Theo thinks about the encounter earlier that afternoon. He thought about the look on the repairman’s face when he saw him watching. Most people that see Theo watching give him odd looks or turn away, but not this guy. Theo knows all about men like him. They were the kind of guys who knocked him to the ground in school, kicked him until he sometimes passed out. He’d awaken bloodied and having wet himself. That was always the worst of it—the humiliation. The second worst part was going without lunch when they stole his lunch money. It was never the physical pain that made Theo suffer; it was the relentless emotional scars, new ones inflicted before the old were able to heal.

Theo couldn’t wait to grow up. Until he did, and he realized it was worse. At the supermarket, customers, both men and women, often berated him as he scanned their groceries. No matter how hard he tried, he always managed to do something wrong. With people like that, the harder he tried,

the worse they treated him. It was as though they could sense his desperation, his need to please. He was an easy target. A human punching bag. Someone who couldn’t fight back.

Sometimes they said obscene things, but most were simply mean. At first it had bothered him. But then he saw those things on television, his mother’s shows, and the late-night infomercials, and he realized that he was not merely scanning people’s groceries. It was a service to the world. If he could take their anger, their wrath, their unhealed pain, then maybe the children and the animals wouldn’t have to.
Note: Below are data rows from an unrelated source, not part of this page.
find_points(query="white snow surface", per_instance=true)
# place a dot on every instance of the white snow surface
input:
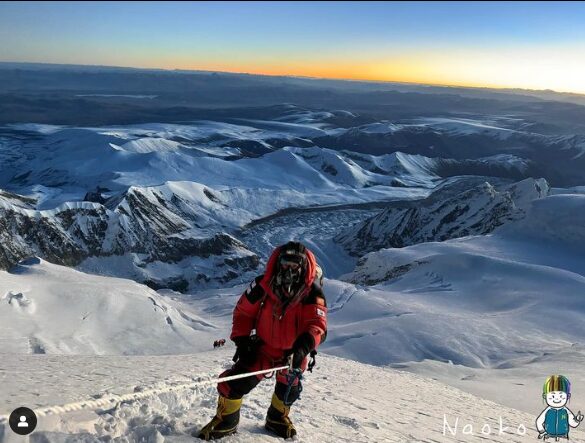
(342, 401)
(45, 308)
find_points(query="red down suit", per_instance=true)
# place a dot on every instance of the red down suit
(280, 326)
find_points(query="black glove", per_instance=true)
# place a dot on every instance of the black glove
(301, 348)
(246, 349)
The men at the hospital were the worst. Sometimes he wished he’d die, and sometimes he thought the waiting alone would kill him. It never did, though, and they never stopped sneaking into his room and asking him to do bad things.
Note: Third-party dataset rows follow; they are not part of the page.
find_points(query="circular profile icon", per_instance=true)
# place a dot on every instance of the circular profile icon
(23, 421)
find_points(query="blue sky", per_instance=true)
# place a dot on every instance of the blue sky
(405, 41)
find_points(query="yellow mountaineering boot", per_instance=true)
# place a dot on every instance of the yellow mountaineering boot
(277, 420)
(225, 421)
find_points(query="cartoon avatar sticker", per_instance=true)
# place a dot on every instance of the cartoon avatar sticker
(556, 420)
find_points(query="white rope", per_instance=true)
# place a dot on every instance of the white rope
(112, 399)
The scariest monsters are those you can’t see. Invisible threats. That’s what the repairman felt like to Theo. Someone that stays just on the outskirts, looking in. Never quite touching the light, always hanging out on the fringe.
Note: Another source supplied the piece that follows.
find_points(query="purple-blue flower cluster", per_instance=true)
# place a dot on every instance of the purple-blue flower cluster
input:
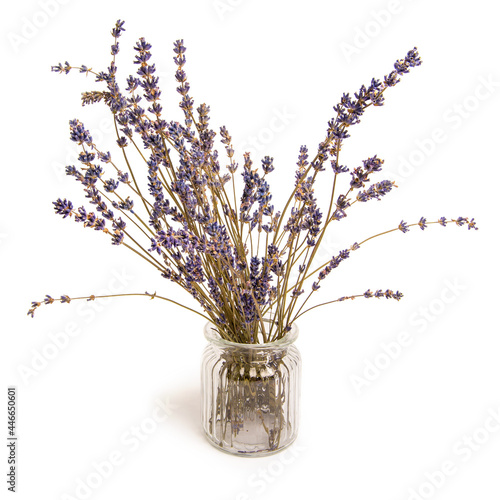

When he saw Theo watching, it did not surprise Theo that he set his tool bag down and walked over. It would surprise him more if he hadn’t.

“What’s your name?”

Theo didn’t answer. He memorized the man’s face and wondered what it would take to make him go away.

“What, cat got your tongue?”

“No. What’s yours?”

“Ah, so you do speak. I asked you first.”

“Robert,” Theo lied. He extended his hand, but the repairman just let it hang in the air.

“I’ve seen you around,” he said. “Always keeping an eye on things, no?”

Theo shuffled on his feet. He didn’t know what to do with his hands, only that he wanted to wrap them around the man’s neck. He wanted to walk over to the man’s tool belt, grab his hammer, and strike the man with it until he stopped talking. And so he’d never come back to the children’s house.